Family Safeguarding Hertfordshire: Evaluation Report
Children’s Social Care Innovation Programme Evaluation Report 55
Family Safeguarding Hertfordshire (FSH) is a whole-system reform of Children’s Services which aims to improve the quality of work undertaken with families, and thereby outcomes for children and parents. It brings together a partnership including the police, health (including mental health), probation and substance misuse services. Key elements include specialist workers with domestic abuse, substance misuse and mental health expertise joining teams; training in Motivational Interviewing (MI is ‘a client-centered, directive therapeutic style to enhance readiness for change’; Rollnick and Miller, 1995, p325- 334) as a framework for practice for all staff; a move to group case discussions; and structured tools to support direct work. In addition, there is an attempt to provide practice-enabling factors, such as reduced caseloads and assessment workbooks.

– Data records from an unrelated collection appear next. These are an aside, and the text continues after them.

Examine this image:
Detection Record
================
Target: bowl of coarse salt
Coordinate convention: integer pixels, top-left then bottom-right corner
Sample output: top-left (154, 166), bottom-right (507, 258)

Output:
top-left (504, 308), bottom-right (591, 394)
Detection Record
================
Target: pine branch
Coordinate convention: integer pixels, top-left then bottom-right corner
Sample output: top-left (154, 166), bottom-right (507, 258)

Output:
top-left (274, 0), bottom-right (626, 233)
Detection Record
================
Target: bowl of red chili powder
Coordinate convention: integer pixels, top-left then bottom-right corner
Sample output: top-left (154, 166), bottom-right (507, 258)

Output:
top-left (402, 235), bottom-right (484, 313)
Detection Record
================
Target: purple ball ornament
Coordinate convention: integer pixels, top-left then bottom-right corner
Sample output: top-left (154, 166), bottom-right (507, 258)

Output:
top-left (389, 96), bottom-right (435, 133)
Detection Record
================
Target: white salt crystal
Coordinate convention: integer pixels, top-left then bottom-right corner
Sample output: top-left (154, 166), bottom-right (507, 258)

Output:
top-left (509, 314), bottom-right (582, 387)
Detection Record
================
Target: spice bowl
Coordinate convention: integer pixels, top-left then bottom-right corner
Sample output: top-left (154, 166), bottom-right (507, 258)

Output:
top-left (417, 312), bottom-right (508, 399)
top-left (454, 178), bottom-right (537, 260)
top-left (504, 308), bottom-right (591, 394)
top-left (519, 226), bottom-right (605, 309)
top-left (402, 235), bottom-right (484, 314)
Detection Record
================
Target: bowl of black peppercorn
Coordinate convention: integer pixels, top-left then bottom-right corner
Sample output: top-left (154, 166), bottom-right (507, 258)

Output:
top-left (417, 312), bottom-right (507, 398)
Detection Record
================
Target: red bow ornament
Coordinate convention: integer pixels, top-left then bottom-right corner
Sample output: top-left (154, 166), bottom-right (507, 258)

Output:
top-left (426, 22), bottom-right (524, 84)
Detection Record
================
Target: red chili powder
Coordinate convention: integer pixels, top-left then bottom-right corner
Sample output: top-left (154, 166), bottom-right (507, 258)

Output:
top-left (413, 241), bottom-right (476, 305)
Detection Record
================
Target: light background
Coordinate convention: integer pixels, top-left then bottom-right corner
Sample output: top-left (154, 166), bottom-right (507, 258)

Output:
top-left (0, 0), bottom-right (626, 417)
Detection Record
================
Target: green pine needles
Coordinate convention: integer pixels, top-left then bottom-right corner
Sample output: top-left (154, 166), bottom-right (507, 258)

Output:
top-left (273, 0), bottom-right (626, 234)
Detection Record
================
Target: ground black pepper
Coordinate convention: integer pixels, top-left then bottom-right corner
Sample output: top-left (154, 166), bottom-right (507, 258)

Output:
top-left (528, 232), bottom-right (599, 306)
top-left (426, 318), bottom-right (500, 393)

The evaluation consisted of 3 strands:
• qualitative and quantitative data on the process of change from 185 interviews, 7 focus groups, 8 structured observations and 439 questionnaires from staff at 3 time points
• a comparison of practice, service experiences and outcomes prior to, during and after FSH implementation. This involved 126 observations of practice (104 of which were recorded and coded for skill), 108 research interviews with parents shortly after allocation and 40 at T2 (3 months later), and 11 with children. It also used data from computerised records for 447 families
• analysis of a large dataset that included evidence on service use and outcomes for all children and parents in every family allocated in FSH, for the 12 months from August 2015. Data included police involvement, emergency hospital admissions, school attendance, and substance misuse and mental health service use. The data related to the period prior to allocation (12 months) and the period following allocation (which ranged from 3 to 12 months depending on the date of allocation). It was for 940 families (1,752 children and 1,683 adults)
Process of Change
A huge amount was achieved within a very short space of time, including commissioning and delivering a large training programme for all staff; recruitment of new specialist adult workers; creating multidisciplinary teams; introducing new ways of working, and reducing caseloads. Effective management oversight and strong interagency working meant that the key planks of FSH were put in place swiftly, challenges were generally overcome and the reforms were delivered in an impressively efficient manner.
Of the 3 core planks of the programme of work, the involvement of adult workers was implemented swiftly and efficiently and there was a substantial reduction in caseloads. The training in MI was delivered, but was of mixed quality. The qualitative feedback for other elements was also mixed, with case discussions being a generally positive element of the changes, while workbooks and the structured work were less well received. In addition, a sense of energy about the project, and commitment to working to keep families together, were evident and likely to be an important, if less tangible, element of the change programme.
Workers were generally very positive about their role and work; about the changes involved in FSH, and a high level of energy and enthusiasm was sustained over the year. Workers’ levels of stress, satisfaction and intention to stay in the job were influenced by factors both within and beyond the reform programme, with line managers having a particularly important role. Other crucial factors included access to adult workers, individual workloads and stability at team level.